Finding Nemo is essentially a family drama combined with a new spin on an Abbott & Costello road movie. It’s also deep, affecting and a story about a father getting to know his son, and vice versa (even though they are apart for the whole movie). As Pixar religiously puts story ahead of the effects, what’s on display here is a very touching family element that proves more impacting with each viewing. Sure everyone gets emotionally invested in these characters but it’s chalked up to three factors; lovable design, top notch voice acting and finally Thomas Newman’s brilliant score. Newman (who would work together with Stanton again on WALL-E) creates a theme that is so finely tailored and well suited to the film it’s perhaps the finest of all the Pixar films. It really captures the spirit, energy, mysticism and fun of the film; none more so than these two tracks. But while Nemo dazzles on a visual/auditory level, the heartfelt angle, amid all the memorable and quotable humor, is just as solid.
Andrew Stanton’s colorful and delightful film literally bursts out of the television in this 3D re-release (and equally so for the glossy and cleaned up 2D version). A massive hit for Stanton and the animation powerhouse, Finding Nemo significantly raised the bar not only for the studio but for computer animation in general. Impressive world building, Shakespearean-like story and characters, the film is endlessly endearing and layered ever so subtly for the kids and adults. Really it was Pixar finding their groove.
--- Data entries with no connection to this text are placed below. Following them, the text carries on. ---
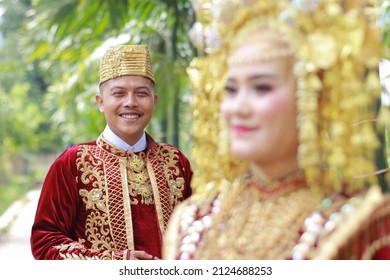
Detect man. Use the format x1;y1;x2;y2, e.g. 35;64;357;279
31;45;192;259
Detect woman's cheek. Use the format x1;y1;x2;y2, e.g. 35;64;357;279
220;100;230;120
256;97;288;118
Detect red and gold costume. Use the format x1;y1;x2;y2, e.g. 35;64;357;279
163;0;390;259
164;173;390;260
31;135;192;259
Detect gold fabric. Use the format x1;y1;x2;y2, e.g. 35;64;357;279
100;45;155;84
188;0;383;195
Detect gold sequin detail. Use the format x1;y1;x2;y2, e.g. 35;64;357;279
126;152;153;205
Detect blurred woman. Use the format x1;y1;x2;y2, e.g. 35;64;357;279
164;0;390;259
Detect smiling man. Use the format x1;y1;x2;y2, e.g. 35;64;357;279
31;45;192;260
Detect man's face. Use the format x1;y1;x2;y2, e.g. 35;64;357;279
96;76;157;145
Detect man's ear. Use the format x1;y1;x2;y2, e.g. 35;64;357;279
95;93;104;112
154;93;158;104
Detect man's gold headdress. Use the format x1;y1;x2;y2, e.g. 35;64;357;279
100;45;154;84
188;0;382;196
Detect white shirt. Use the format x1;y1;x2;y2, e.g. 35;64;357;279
103;125;148;152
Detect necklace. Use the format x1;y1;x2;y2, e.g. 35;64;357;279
195;171;316;259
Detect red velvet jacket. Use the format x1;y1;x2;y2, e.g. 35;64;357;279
30;135;192;259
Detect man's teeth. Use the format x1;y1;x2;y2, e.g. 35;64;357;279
122;115;139;119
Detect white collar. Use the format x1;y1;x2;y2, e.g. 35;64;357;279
103;125;148;153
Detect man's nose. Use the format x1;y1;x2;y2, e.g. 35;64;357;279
124;93;137;107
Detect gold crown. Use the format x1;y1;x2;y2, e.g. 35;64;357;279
100;45;155;84
188;0;383;196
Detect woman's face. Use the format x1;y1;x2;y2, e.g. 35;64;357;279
221;31;298;164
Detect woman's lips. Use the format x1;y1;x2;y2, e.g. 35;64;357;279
233;125;255;136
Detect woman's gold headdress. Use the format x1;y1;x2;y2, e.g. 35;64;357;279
188;0;383;196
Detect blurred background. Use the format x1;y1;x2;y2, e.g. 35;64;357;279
0;0;390;259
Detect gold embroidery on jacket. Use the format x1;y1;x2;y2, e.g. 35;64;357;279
126;152;153;205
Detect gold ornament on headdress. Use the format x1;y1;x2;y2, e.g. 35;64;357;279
100;45;155;84
188;0;383;196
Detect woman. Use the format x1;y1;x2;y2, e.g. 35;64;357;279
164;1;390;259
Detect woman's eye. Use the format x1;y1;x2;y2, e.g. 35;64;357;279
225;86;237;95
254;85;272;94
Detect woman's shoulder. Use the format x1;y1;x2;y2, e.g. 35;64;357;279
312;186;390;259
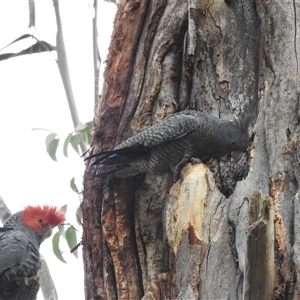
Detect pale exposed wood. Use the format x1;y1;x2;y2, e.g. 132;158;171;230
83;0;300;300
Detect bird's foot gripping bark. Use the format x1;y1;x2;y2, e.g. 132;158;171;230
173;153;201;183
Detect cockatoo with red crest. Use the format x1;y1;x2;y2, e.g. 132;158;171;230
0;205;65;300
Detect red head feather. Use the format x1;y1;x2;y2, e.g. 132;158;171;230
21;205;66;232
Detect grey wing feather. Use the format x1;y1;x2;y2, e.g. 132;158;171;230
0;228;28;274
114;110;203;150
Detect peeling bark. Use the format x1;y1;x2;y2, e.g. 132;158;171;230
82;0;300;300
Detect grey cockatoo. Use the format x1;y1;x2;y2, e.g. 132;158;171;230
0;206;65;300
86;110;249;181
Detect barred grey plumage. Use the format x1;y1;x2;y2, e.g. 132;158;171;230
86;110;249;180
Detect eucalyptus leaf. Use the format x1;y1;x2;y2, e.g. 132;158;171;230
45;133;59;161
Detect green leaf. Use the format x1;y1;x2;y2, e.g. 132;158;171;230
70;177;79;194
45;132;59;161
52;231;67;263
57;225;65;237
63;133;72;157
70;134;79;154
60;204;68;213
75;123;86;131
66;227;78;258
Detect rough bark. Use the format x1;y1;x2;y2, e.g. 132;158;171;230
83;0;300;300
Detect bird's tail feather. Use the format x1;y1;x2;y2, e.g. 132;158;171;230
85;145;145;166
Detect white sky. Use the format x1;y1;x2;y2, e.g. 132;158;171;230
0;0;116;300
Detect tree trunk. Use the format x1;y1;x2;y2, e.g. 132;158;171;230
82;0;300;300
It showcased hundreds if not thousands of dynamic digital elements, was the biggest jump in story and quality for the studio (at the time) and would further propel their meteoric success into the amazing films that followed.
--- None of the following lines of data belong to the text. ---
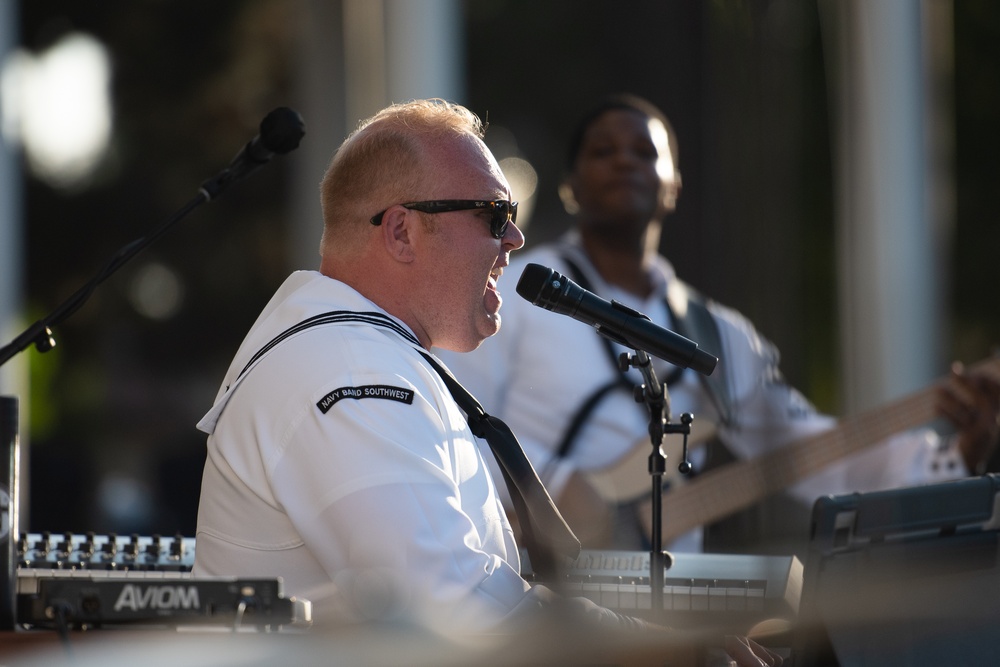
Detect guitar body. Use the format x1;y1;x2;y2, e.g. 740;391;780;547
589;357;1000;544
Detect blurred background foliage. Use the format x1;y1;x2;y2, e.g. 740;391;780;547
4;0;1000;534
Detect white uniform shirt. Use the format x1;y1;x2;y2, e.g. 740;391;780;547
440;232;967;551
194;271;530;634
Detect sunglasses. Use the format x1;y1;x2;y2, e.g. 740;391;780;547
370;199;517;239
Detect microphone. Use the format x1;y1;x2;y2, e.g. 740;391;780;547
201;107;306;199
517;264;719;375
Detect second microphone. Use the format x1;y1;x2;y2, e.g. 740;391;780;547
517;264;719;375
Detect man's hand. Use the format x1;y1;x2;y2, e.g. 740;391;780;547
936;362;1000;475
725;635;784;667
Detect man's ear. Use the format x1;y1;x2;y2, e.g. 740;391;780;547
379;206;419;263
663;171;681;211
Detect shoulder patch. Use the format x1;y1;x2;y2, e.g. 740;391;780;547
316;384;413;414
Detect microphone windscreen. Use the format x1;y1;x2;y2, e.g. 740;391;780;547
516;264;553;303
260;107;306;155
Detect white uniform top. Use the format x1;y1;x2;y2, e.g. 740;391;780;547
439;232;967;551
194;271;540;634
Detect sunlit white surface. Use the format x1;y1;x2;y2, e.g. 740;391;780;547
0;33;112;187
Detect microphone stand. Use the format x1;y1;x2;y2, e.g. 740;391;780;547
618;348;694;617
0;107;305;366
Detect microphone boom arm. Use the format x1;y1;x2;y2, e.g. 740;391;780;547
0;107;305;366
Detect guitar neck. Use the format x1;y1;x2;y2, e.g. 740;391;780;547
663;376;935;541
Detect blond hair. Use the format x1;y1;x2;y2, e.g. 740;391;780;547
320;98;486;254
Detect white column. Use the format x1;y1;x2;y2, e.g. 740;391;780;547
0;0;26;400
825;0;944;412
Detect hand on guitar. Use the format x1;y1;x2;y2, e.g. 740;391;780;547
936;362;1000;474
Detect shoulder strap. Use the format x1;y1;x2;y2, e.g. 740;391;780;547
221;311;580;580
420;350;580;580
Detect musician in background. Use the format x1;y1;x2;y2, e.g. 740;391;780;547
443;96;1000;553
194;100;774;665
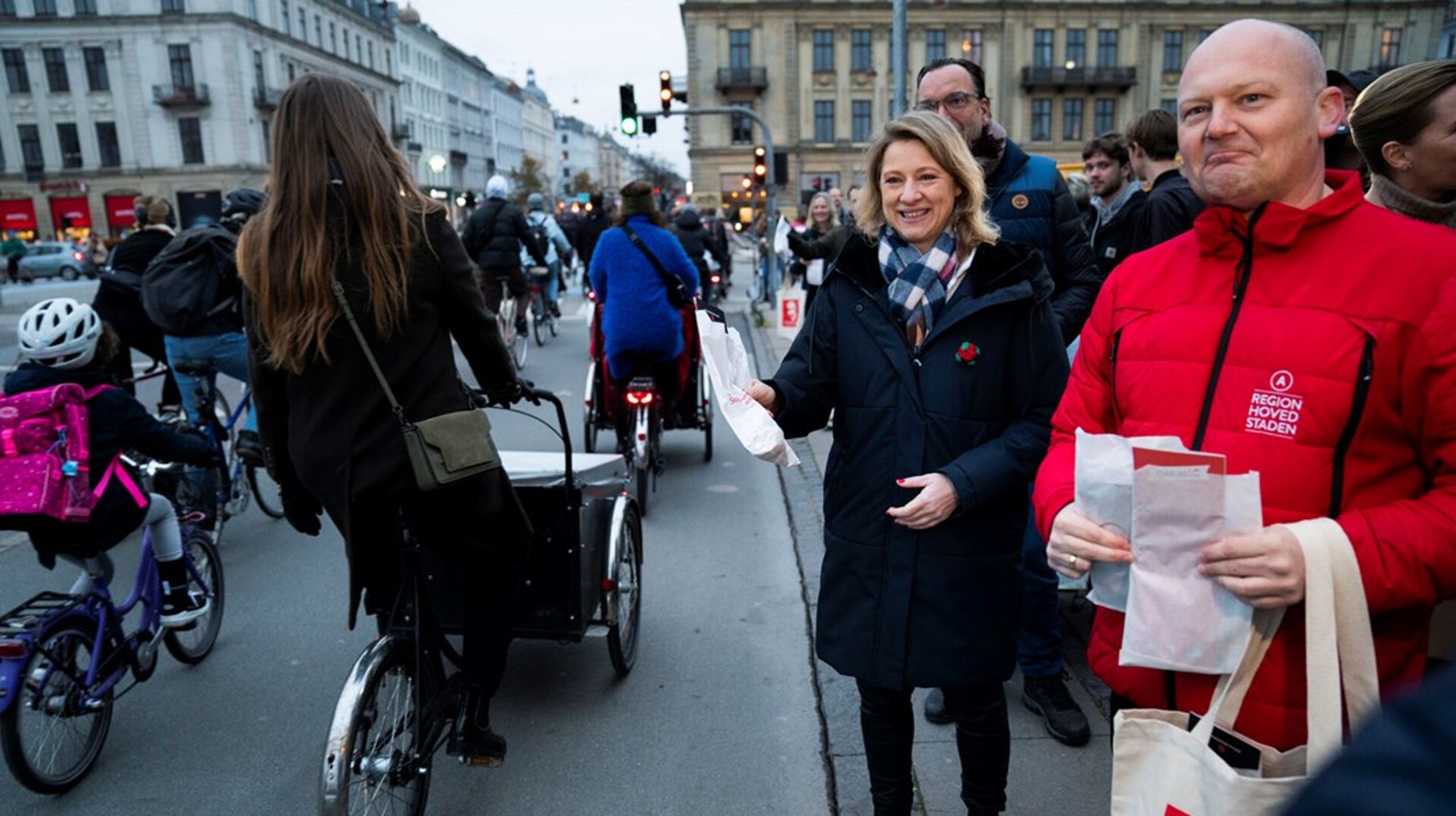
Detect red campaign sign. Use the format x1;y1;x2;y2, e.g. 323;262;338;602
102;195;137;227
0;198;35;231
51;195;90;230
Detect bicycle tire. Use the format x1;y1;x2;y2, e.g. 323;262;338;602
319;640;432;816
163;532;227;666
247;464;283;518
0;615;115;793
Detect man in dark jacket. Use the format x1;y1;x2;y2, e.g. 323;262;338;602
460;176;546;332
916;60;1102;345
1127;107;1206;255
1082;132;1147;279
916;60;1102;745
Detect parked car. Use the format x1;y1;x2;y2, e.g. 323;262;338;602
19;242;96;281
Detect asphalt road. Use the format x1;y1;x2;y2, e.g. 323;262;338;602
0;282;829;816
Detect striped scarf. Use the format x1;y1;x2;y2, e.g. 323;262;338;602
879;224;955;346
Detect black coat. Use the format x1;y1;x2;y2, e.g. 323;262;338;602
769;237;1067;688
247;208;530;626
5;362;214;568
460;198;546;271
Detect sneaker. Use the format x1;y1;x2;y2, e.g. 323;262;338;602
925;688;955;726
233;430;263;467
1021;675;1092;745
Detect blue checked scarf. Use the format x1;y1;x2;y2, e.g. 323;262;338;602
879;224;955;345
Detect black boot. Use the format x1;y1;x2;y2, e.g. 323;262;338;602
445;685;505;768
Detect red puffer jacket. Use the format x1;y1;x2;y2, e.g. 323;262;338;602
1034;172;1456;749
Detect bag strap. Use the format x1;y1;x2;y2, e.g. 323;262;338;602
329;281;409;428
622;224;683;291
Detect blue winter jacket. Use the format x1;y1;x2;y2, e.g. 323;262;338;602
591;216;697;380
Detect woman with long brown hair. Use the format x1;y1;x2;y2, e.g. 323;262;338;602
237;73;530;764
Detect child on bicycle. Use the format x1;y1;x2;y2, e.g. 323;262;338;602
0;298;217;628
The voice acting is great and well suited to the characters. One of Pixar’s many and distinguished talents is that they don’t get the most popular A-listers, they get a voice that’s right to the character and the story. It’s a formula that this time has again shown the world the Albert Brook’s fantastic comedic timing and again gave Ellen a much broader audience. Unless you’ve seen this tons of times (guilty!) or have a keen ear, you may not recall Stephen Root, Eric Bana and Allison Janney’s performances. Why? Well because they aren’t supposed to overshadow the aquatic personality they’re embodying. Further they’re cast as supporting characters but still contribute a lot to the story. Perfect balance in every frame; that’s Pixar’s magic and is their stock in trade.
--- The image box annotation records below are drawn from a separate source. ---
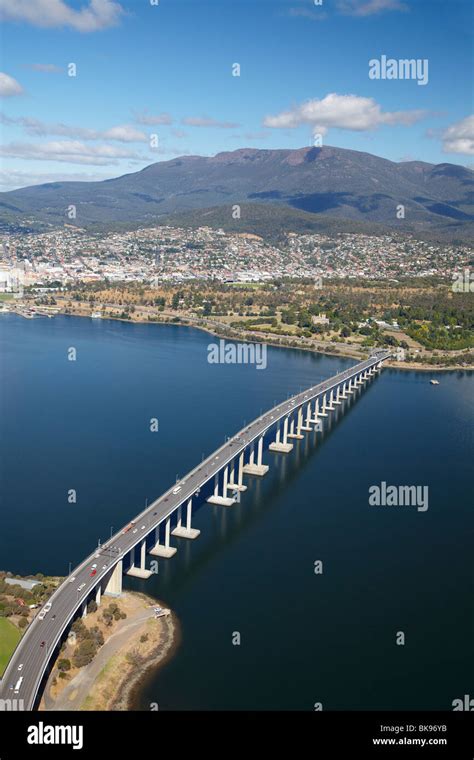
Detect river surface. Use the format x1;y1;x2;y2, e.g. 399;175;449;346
0;315;474;710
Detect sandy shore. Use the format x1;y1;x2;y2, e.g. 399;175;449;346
39;592;179;711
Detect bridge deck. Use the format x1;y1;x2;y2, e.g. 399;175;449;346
0;352;390;710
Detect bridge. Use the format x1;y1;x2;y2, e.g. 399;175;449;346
0;351;391;710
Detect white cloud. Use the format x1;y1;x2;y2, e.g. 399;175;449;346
263;92;427;135
0;0;124;32
0;140;146;166
337;0;408;16
26;63;64;74
135;111;173;127
171;129;188;140
443;114;474;156
0;169;110;192
0;113;148;143
99;124;148;142
181;116;240;129
0;72;23;98
287;7;328;21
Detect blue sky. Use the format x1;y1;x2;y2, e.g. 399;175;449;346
0;0;474;190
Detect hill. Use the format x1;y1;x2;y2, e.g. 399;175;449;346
0;146;474;240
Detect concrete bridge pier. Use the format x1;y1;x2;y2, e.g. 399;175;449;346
171;499;201;539
243;435;268;476
227;451;247;491
207;465;234;507
288;407;304;441
319;394;328;417
127;540;154;580
306;399;319;425
104;559;123;596
268;417;293;454
300;401;313;433
149;517;177;560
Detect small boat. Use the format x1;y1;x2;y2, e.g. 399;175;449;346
153;607;170;618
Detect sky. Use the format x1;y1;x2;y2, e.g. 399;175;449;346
0;0;474;190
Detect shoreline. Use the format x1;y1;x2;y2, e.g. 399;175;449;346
8;309;474;372
39;591;181;712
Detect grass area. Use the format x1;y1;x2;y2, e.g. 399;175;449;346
0;618;20;676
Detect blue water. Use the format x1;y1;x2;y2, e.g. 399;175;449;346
0;315;474;710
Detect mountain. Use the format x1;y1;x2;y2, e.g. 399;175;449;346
0;146;474;240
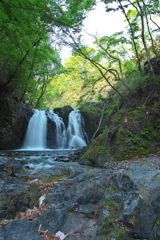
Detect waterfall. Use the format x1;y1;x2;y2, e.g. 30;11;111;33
23;110;47;150
23;109;87;150
47;110;66;148
67;109;87;148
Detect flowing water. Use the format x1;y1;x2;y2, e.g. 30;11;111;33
22;109;87;151
67;109;87;148
22;110;47;150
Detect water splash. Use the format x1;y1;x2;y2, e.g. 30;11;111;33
47;110;66;148
22;109;87;150
23;109;47;150
67;109;87;148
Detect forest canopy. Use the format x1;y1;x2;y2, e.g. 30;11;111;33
0;0;160;108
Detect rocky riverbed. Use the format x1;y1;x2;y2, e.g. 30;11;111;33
0;152;160;240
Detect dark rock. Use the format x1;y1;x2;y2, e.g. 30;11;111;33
0;97;33;150
2;220;42;240
34;206;66;233
54;105;73;128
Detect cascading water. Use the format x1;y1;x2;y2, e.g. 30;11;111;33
23;109;87;150
47;110;66;148
23;110;47;150
67;109;87;148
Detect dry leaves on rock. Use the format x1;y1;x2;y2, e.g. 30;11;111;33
38;230;60;240
26;180;59;196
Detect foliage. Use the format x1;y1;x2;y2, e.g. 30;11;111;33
0;0;94;107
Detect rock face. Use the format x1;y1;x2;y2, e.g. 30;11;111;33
0;152;160;240
0;97;33;150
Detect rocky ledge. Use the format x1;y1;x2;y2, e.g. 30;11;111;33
0;154;160;240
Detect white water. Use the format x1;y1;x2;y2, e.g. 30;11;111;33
67;109;87;148
22;110;47;150
22;109;87;150
47;110;66;148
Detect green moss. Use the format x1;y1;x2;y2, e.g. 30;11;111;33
42;175;68;182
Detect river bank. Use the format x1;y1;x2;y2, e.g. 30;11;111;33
0;153;160;240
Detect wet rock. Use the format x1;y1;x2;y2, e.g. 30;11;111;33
1;220;42;240
0;96;33;150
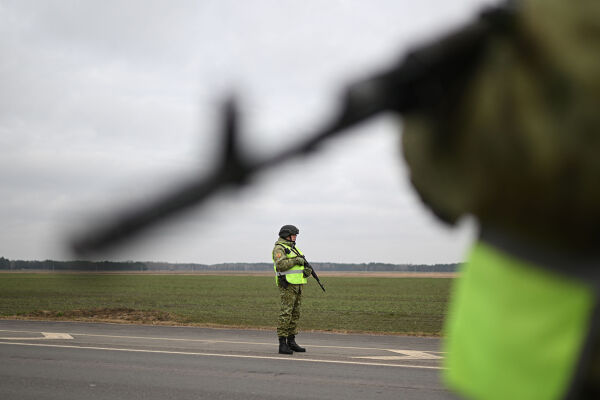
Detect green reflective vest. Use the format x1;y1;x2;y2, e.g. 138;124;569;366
444;242;596;400
273;243;308;285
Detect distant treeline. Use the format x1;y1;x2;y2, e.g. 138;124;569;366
0;257;459;272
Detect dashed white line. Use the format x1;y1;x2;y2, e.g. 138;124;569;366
0;342;443;370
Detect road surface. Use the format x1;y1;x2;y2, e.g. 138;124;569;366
0;320;454;400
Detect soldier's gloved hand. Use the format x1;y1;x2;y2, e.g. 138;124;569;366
302;267;312;278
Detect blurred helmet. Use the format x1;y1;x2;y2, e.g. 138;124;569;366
279;225;300;239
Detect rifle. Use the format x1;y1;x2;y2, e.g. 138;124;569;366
72;2;516;256
302;256;325;291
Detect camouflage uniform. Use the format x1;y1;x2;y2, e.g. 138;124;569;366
402;0;600;399
273;238;310;337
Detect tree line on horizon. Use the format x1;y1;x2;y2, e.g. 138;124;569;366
0;257;460;272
Looking back, and better now that Pixar’s latest family-centric film has been released in theaters, we can get an idea of how the studio has grown in terms of storytelling. Quite good timing actually as we can easily compare it to this Summer’s Brave. The way we see it, Brave is more of a Disney-esqe story than something from the Pixar wheelhouse, but Brave shared a very similar tone with the the plot of Nemo where family members (a parent and child) who are at odds must overcome a significant ordeal to come to terms with each other. Nemo is a very strong story and by comparison tells the same tale better than Brave, but that said, maybe Stanton has the benefit of time on his hands. Still it’s a better film in all aspects.
But of all the hype surrounding the re-release, Finding Nemo 3D is a welcomed return to friendly familiar ground, or waters rather. To say it’s gorgeous is an understatement. It is GORGEOUS. But one element that tends to get missed on the small screen (even after multiple viewings) is Pixar’s attention to detail. likened to an aquarium if you will, there’s always something moving. Not just the back ground or scenery but supporting characters. It’s easy to focus in on Nemo or Marlin but shift your glance to characters like Bubbles, Gurgle and Bloat and you’ll be amazed how much funnier and interesting the film becomes. Even though this is a post-converted effort it’s still amazing to see the depth of the ocean which is really one of, if not the best venues for a 3D film.
The leagues Marlin travels to find Nemo and all of his encounters with gargantuan aquatic life are entirely foreshadowed. But that’s the hallmarks of a great story; the set up and the big pay off. Here, and this is apparent after having seen this a more than a few times, nothing should come as a surprise because every bit of dialog is a road map that drives the story forward. That’s where Stanton deserves more credit. This is a road trip film well traveled but such a fun trip to take as it is Marlin’s quest to find his son that is touching and effective every single time. It’s just a fun trek down memory lane (or E.A.C. rather) any day of the week. With most of the existing fun and extensive supplemental features finding their way to this edition the only really difference is the 3D and the unparalleled detail of the Blu-Ray transfer. But make no mistake, the 3D is worth it and this Blu-Ray release is mandatory upgrade for any film fan. Sweet!